Each of those would then have several child queues, one for each packet mark, decreasing in priority.
So assuming I have the following user profiles:
0 * name="default" address-pool=pool1 idle-timeout=30m keepalive-timeout=2m
status-autorefresh=1m shared-users=unlimited transparent-proxy=yes
open-status-page=always advertise=no
1 name="staff" address-pool=pool1 idle-timeout=1h keepalive-timeout=2m
status-autorefresh=15s shared-users=1 transparent-proxy=yes
open-status-page=http-login advertise=no
2 name="customer" address-pool=pool1 idle-timeout=30m keepalive-timeout=2m
status-autorefresh=2m shared-users=1 transparent-proxy=yes
open-status-page=http-login advertise=no
3 name="Temp" address-pool=pool1 idle-timeout=30m keepalive-timeout=30m
status-autorefresh=2m shared-users=1 transparent-proxy=yes
open-status-page=http-login advertise=no
4 name="Library" address-pool=pool1 idle-timeout=30m keepalive-timeout=2m
status-autorefresh=1m shared-users=1 transparent-proxy=yes
open-status-page=http-login advertise=no
5 name="SuperUser" address-pool=pool1 idle-timeout=1h keepalive-timeout=2m
status-autorefresh=1m shared-users=unlimited transparent-proxy=no
6 name="WIRELESS" idle-timeout=none keepalive-timeout=2m
status-autorefresh=1m shared-users=1 transparent-proxy=no
7 name="Residence" idle-timeout=none keepalive-timeout=2m
status-autorefresh=1m shared-users=1 transparent-proxy=yes
open-status-page=always advertise=no
8 name="Lap-Tops" idle-timeout=none keepalive-timeout=2m
status-autorefresh=1m shared-users=1 transparent-proxy=no
9 name="uprof1" idle-timeout=none keepalive-timeout=2m status-autorefresh=1m
shared-users=1 transparent-proxy=no
10 name="Cafe" idle-timeout=none keepalive-timeout=2m status-autorefresh=1m
shared-users=1 transparent-proxy=yes open-status-page=always
advertise=no
I would then have a queue tree (download side only, upload would be similar) something like this (assuming the profile names are used for packet marks and queue names):
Download (attached to local interface)
- work (priority 1)
- SuperUser (priority 1)
- staff (priority 2)
- Lap-Tops (priority 3)
- public (priority 2)
- Cafe (priority 1)
- Library (priority 2)
- WIRELESS (priority 3)
- other (priority 3)
- customer (priority 1)
- Residence (priority 2)
- default (priority 3)
- uprof1 (priority 4)
- Temp (priority 5)
- unauth (not logged in, walled garden traffic, priority 8)

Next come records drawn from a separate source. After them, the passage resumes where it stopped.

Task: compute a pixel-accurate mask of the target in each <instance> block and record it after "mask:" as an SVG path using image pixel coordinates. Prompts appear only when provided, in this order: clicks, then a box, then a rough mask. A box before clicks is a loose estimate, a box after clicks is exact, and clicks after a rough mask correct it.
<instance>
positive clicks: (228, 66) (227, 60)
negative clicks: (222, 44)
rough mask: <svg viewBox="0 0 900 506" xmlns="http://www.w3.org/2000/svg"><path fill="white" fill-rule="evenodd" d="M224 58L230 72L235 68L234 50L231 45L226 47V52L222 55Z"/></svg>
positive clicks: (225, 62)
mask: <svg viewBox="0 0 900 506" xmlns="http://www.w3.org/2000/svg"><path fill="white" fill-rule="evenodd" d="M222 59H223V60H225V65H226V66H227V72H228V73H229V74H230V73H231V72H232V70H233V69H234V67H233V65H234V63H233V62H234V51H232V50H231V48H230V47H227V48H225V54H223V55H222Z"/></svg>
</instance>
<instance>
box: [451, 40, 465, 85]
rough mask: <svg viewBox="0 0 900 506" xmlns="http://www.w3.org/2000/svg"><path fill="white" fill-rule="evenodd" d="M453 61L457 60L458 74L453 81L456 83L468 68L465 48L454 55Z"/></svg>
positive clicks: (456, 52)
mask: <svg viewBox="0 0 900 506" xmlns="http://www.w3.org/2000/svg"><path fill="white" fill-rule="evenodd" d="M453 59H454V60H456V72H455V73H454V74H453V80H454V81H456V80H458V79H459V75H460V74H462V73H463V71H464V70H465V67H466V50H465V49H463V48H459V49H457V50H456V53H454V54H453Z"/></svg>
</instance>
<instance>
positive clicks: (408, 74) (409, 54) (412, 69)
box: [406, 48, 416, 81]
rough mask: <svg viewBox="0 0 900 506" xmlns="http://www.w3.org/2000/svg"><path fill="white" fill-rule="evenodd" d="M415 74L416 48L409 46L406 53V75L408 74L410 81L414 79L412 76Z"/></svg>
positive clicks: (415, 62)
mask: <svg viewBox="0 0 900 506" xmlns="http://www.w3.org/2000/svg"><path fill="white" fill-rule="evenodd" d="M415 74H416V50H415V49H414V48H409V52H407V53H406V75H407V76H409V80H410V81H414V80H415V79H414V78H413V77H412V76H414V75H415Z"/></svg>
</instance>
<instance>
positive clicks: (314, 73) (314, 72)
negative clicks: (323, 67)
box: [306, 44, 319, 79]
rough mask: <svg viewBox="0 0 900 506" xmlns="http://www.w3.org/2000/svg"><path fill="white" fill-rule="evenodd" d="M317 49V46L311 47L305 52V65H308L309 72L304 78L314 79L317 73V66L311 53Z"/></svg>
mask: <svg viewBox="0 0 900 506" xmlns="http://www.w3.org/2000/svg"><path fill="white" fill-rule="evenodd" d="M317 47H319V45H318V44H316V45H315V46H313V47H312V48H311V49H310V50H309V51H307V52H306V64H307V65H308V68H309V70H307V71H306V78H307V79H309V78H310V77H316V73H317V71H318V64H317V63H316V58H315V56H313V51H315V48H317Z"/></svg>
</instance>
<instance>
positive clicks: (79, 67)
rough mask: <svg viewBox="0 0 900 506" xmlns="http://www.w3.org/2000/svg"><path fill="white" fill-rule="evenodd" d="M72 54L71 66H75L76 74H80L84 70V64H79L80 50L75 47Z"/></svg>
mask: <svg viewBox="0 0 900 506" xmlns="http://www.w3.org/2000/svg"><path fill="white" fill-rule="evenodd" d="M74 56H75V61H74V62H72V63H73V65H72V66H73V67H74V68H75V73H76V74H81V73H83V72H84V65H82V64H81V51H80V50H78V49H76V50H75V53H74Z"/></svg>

How will proxies (web-proxy and the walled garden proxy) affect my cunning plan? I’m worried that proxied traffic will appear to come from the router itself and so bypass the queues.
It also look like we need to tidy up the user profiles, some of them have few or no users. I inherited this setup when I started working here.